# Tree Hive.



## whiskers (Aug 28, 2011)

You are about to reinvent Cleo C Hogan's trapout method. He's already done that and is generous with his info, so search for his posts, find his email (often in his posts) and ask him to send you his stuff.

Answering as I believe he would-
Make the connection to the box as short as possible and of impervious material, a short wooden walkway or pvc pipe for example. The idea is to convince the bees that you have just added on a room for them to use so you don't want to ventilate the walkway. A cone would go inside the box and be used if you want to eliminate the bees from the tree.

Hopefully the queen will come out and lay in the box.

Perhaps as a super, but the idea is to provide an extension to the brood space.

Yes, as I remember, after the bees become accustomed to the box and move guards out to its entrance put in a frame of brood.

I don't think time of day is important.

Yes you can leave the box, manage it frame by frame, and take starts for several hives from it during the year.

Cleo- I hope I haven't mangled you method too badly.
Bill


----------



## Skeggley (Jul 25, 2015)

Excellent, just what I needed, thanks whiskers.
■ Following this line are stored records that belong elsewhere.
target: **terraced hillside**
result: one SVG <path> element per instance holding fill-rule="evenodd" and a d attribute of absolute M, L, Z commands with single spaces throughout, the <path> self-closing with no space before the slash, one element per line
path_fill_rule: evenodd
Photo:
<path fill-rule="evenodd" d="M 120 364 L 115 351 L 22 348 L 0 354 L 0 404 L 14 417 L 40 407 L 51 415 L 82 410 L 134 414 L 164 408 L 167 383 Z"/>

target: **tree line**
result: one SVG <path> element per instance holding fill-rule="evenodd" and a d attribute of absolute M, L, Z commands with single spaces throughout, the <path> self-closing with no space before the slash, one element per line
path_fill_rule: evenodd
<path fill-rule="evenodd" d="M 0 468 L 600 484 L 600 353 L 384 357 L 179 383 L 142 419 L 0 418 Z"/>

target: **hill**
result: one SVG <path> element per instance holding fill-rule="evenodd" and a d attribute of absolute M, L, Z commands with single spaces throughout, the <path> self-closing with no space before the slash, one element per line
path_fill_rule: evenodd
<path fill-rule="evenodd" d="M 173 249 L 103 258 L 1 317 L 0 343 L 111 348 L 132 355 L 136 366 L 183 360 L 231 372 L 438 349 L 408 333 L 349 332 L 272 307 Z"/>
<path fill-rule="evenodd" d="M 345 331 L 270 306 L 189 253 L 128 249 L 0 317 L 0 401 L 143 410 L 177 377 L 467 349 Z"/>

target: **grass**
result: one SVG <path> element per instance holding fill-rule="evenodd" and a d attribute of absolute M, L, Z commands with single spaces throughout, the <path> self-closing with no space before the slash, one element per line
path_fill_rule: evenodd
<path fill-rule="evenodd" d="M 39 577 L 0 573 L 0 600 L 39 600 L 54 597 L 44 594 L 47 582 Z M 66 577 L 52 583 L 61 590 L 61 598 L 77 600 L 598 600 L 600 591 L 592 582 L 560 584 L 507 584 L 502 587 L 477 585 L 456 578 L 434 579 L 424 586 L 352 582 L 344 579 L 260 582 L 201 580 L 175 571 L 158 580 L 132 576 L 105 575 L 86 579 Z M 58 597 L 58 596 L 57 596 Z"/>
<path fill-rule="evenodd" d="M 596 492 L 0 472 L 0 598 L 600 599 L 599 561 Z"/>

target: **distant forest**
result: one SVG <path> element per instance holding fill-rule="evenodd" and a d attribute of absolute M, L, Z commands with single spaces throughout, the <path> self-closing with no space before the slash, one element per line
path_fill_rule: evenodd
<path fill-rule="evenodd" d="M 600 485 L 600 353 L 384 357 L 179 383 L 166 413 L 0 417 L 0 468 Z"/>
Knew there would be some info just needed the key word 'cleo'. Plenty of experiences for me to peruse.


----------



## Cleo C. Hogan Jr (Feb 27, 2010)

Skeggley... Send me an email..... [email protected] I will send you a 12 page document that explains what Whiskers said, above, and has photos of traps in progress.

Yes, Whiskers, you nailed it.

cchoganjr


----------



## Skeggley (Jul 25, 2015)

Thanks Cleo, email sent.
I really appreciate your willingness to share, shame there aren't more people like you in this world.
I will endeavour to share my progress.


----------